The Jordanian public has come out overwhelmingly against ISIS, in the streets, parliament and social media. And their supporters are mute–for now. The father of al-Kasasbeh–originally critical of coalition strikes on Syria–and the public call for vengeance. Hours after the video’s release, Jordan executed two ISIS and Al-Qaeda prisoners, one of whom (Sajida al-Rishawi) was to be part of a potential prisoner swap with al-Kasasbeh and the Japanese journalist Kenji Goto. And the Jordanian and other coalition forces are poised to wage an even more ferocious battle against their enemy. One can only hope that the Jordanian people’s national unity and determination will help turn a corner in the fight against ISIS. The days ahead will be critical.
As the war rages, Jordanians and others in the region will undoubtedly enter a period of deep introspection and self examination. Some reports show that the highest concentration of foreign ISIS fighter come from Jordan. The presence of Jihadi-Salafists (al-jihadiyyah al-salafiyyah) in the country is no secret. How and why could such groups be given the opportunity to thrive for so long in public, and even join ISIS? Similarly, Jordan has been the staging point for much Syrian opposition activity and arms smuggling. How long can this go on? These questions are long overdue, but finally being asked.

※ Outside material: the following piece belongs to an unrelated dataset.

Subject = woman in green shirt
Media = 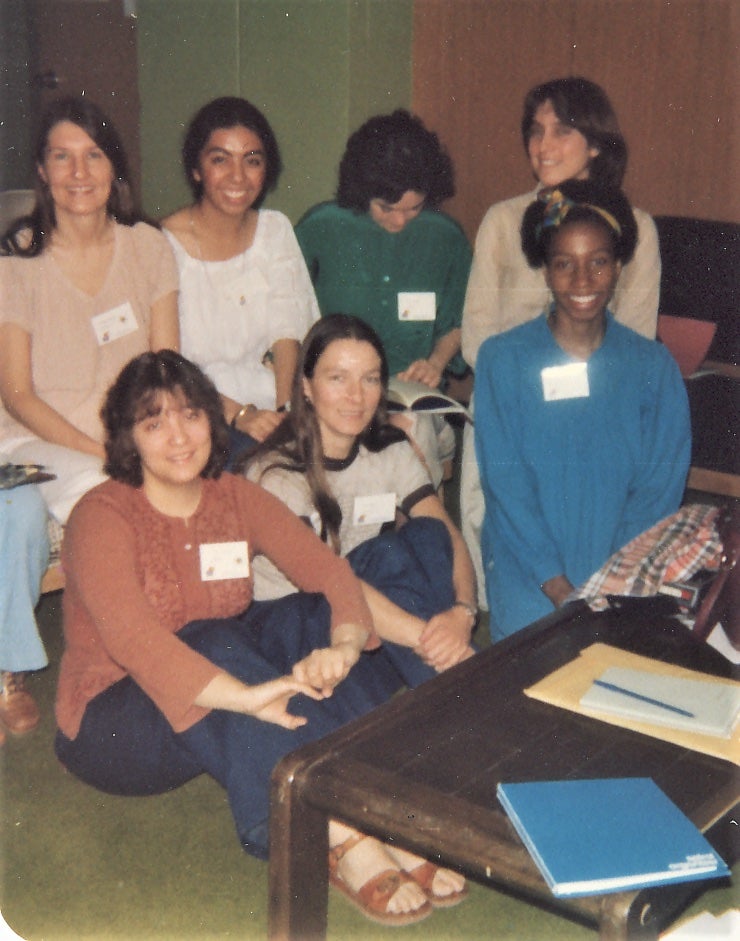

Jordan’s geographical and political proximity to the Syrian conflict have dragged its people deeper into this conflict than anyone anticipated. However, something similar may be said of several other countries who have fueled the warfare in Syria as well as Iraq for a number of years. The death of Moaz al-Kasasbeh underscores the entire region’s political contradictions, military quagmire and potency of using violence in the name of Islam. One can only hope that his blood was not spilled in vain.